Tag Archives: eist

Special Issue of JPUC to appear with article on MTAGIC project!

An upcoming special issue of the Springer Journal of Personal and Ubiquitous Computing (JPUC) on Educational Interfaces, Software, and Technology (EIST) will include an article on the MTAGIC project! This article, entitled “Designing Smarter Touch-Based Interfaces for Educational Contexts,” is an extension of our CHI 2012 EIST workshop paper. We report our foundational studies investigating children’s touch and gesture input patterns, and how they differ from adults, with some discussion of how these findings will impact the design and development of educational apps for touchscreen devices. Here is the abstract:

In next-generation classrooms and educational environments, interactive technologies such as surface computing, natural gesture interfaces, and mobile devices will enable new means of motivating and engaging students in active learning. Our foundational studies provide a corpus of over 10,000 touch interactions and nearly 7,000 gestures collected from nearly 70 adults and children ages 7 years old and up,  that can help us understand the characteristics of children’s interactions in these modalities and how they differ from adults.
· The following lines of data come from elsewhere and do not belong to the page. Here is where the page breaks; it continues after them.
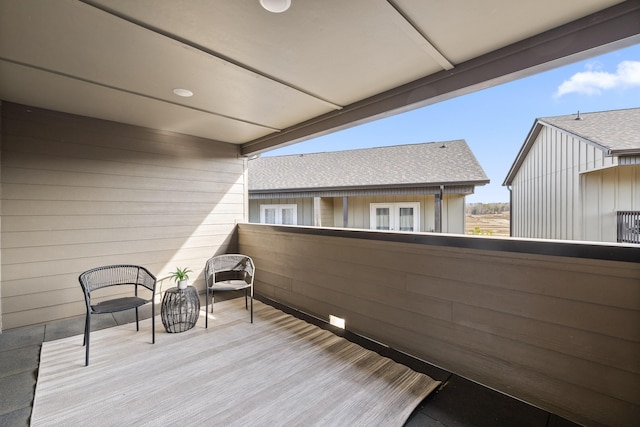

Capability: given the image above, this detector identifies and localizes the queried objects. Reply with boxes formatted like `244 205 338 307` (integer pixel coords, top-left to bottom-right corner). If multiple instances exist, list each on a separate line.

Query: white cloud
554 61 640 98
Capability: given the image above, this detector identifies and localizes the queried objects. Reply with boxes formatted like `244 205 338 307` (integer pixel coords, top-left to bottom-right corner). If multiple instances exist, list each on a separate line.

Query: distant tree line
466 202 509 215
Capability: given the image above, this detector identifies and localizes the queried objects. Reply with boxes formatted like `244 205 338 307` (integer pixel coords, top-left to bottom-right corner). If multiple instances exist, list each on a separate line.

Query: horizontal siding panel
453 304 640 374
0 103 247 328
407 274 640 341
3 144 244 177
3 167 242 193
2 212 238 232
2 199 243 216
2 224 235 250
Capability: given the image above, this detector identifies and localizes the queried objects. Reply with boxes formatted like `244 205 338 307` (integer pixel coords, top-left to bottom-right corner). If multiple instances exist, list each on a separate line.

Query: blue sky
263 44 640 203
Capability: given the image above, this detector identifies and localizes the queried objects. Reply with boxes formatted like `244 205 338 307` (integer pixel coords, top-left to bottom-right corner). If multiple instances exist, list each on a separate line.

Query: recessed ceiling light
260 0 291 13
173 88 193 98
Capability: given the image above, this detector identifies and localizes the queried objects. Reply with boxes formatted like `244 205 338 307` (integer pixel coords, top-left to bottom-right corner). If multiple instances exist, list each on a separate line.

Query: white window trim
260 204 298 225
369 202 420 232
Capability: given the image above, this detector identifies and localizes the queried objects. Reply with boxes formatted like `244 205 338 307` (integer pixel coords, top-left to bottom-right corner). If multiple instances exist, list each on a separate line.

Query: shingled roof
538 108 640 155
249 140 489 193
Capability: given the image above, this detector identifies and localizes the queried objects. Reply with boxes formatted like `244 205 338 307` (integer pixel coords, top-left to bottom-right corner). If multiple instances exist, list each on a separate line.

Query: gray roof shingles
249 140 489 191
539 108 640 152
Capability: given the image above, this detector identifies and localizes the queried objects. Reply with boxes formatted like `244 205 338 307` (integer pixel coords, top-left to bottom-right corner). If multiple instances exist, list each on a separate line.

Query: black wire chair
204 254 256 328
78 265 156 366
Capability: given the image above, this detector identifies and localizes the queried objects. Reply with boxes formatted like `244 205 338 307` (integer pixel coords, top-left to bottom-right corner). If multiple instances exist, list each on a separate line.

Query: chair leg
151 300 156 344
84 313 91 366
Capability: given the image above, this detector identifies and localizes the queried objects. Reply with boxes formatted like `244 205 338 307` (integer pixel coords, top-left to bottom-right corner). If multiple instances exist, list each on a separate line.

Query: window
370 203 420 231
260 205 298 225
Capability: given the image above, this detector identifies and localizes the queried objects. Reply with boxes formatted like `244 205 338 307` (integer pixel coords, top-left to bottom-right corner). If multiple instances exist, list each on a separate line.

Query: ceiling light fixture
173 88 193 98
260 0 291 13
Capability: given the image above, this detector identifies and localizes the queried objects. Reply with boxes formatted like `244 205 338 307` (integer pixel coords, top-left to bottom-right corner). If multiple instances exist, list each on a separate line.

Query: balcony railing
617 211 640 243
238 224 640 426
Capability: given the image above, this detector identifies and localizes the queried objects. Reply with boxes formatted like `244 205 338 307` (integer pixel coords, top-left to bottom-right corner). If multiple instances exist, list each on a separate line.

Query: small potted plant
171 267 193 289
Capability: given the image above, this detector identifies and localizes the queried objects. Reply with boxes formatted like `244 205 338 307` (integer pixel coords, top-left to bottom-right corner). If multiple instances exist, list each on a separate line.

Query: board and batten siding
238 224 640 427
1 102 248 329
511 126 640 242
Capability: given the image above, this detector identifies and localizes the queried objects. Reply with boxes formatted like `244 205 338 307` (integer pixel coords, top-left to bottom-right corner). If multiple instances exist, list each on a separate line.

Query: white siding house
503 108 640 242
249 140 489 234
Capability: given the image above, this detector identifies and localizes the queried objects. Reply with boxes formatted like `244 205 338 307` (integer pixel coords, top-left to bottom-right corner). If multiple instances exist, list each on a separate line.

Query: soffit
0 0 640 154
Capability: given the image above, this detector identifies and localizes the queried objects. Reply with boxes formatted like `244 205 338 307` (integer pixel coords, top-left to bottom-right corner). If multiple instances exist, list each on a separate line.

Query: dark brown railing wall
238 224 640 426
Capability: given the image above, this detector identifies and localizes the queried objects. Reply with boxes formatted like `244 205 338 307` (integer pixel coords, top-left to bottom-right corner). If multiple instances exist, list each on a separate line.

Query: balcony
238 224 640 426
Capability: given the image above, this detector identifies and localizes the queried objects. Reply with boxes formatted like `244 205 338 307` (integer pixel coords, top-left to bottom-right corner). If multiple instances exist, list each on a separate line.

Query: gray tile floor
0 293 575 427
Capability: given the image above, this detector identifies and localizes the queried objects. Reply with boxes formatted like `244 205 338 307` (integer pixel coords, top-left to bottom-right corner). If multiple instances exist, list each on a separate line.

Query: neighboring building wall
333 194 464 234
580 165 640 242
511 126 616 241
320 197 335 227
1 103 246 329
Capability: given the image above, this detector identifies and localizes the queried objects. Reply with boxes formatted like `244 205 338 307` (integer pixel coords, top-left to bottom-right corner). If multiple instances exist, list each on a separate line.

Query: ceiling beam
241 0 640 156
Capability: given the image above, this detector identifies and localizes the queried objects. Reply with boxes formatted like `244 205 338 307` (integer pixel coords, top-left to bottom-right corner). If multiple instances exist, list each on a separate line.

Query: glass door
369 202 420 231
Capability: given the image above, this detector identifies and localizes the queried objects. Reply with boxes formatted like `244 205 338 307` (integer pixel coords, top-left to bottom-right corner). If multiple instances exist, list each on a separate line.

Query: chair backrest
204 254 255 286
78 265 156 297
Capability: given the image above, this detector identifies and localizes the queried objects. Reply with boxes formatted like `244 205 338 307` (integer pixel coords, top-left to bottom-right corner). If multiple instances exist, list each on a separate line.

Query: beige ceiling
0 0 640 154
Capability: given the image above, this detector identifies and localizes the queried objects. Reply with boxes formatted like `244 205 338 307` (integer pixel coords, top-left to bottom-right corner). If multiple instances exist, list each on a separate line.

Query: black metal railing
617 211 640 243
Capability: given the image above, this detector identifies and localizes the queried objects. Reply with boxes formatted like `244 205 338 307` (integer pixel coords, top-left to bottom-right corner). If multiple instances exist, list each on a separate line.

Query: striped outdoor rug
31 298 439 426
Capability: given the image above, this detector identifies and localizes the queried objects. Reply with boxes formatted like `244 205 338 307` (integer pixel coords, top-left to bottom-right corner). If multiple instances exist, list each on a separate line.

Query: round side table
160 286 200 333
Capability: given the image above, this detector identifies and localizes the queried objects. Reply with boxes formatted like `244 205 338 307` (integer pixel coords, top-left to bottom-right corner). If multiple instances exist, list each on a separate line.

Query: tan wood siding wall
511 127 617 241
1 103 246 328
239 224 640 426
333 194 464 234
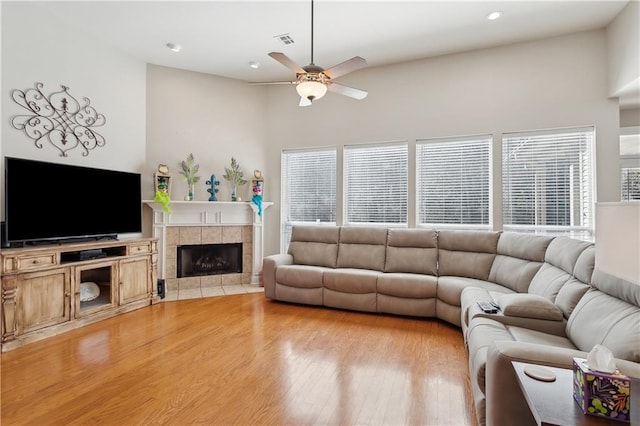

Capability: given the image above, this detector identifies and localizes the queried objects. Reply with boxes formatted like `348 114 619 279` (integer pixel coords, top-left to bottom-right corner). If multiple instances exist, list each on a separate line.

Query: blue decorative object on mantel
205 174 220 201
251 170 264 216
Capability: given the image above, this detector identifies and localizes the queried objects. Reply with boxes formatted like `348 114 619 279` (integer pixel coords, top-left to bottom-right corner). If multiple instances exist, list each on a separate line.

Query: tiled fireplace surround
145 201 272 294
164 225 253 291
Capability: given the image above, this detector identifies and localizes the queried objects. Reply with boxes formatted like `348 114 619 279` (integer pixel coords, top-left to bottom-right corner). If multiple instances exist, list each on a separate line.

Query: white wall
265 30 620 253
607 0 640 96
143 65 271 201
1 2 146 171
0 2 146 223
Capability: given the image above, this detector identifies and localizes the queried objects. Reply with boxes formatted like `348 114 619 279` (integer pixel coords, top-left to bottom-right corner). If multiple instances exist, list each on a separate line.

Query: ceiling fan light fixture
296 81 327 101
165 43 182 53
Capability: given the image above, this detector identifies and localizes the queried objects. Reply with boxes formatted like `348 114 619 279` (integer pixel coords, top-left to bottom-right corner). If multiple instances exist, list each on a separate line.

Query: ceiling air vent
273 33 294 44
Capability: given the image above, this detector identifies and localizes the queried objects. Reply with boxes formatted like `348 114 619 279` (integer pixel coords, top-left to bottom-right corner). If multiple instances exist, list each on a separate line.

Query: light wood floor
1 293 476 426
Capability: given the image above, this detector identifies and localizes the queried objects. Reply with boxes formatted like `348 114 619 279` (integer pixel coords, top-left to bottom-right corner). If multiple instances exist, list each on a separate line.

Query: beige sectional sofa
263 226 640 425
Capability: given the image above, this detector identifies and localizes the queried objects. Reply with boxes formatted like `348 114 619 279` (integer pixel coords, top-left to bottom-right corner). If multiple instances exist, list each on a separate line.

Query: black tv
3 157 142 247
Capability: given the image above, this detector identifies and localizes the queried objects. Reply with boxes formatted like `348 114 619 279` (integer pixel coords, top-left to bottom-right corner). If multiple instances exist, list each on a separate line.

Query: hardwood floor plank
0 293 475 425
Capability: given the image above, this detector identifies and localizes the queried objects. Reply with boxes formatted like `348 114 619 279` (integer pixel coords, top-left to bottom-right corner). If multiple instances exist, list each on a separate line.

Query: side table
511 361 640 426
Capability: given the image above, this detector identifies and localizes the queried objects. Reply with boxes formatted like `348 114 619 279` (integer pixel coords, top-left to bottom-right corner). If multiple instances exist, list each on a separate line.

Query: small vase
184 183 195 201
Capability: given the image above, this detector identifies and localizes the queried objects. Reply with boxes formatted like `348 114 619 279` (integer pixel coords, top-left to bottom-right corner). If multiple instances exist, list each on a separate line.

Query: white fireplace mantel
143 200 273 284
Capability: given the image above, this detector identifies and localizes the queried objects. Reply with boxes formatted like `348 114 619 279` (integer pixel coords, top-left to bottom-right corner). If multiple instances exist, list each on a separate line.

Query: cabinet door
16 268 71 335
120 257 152 305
Based on these data, we identify key design and implementation challenges of supporting children’s touch and gesture interactions, and we suggest ways to address them. For example, we find children have more trouble successfully acquiring onscreen targets and having their gestures recognized than do adults, especially the youngest age group (7 to 10 years old). The contributions of this work provide a foundation that enables touch-based interactive educational apps that increase student success.

I’ll add a post when this special issue is officially published. For now, if you’re interested, you can check out the camera-ready version.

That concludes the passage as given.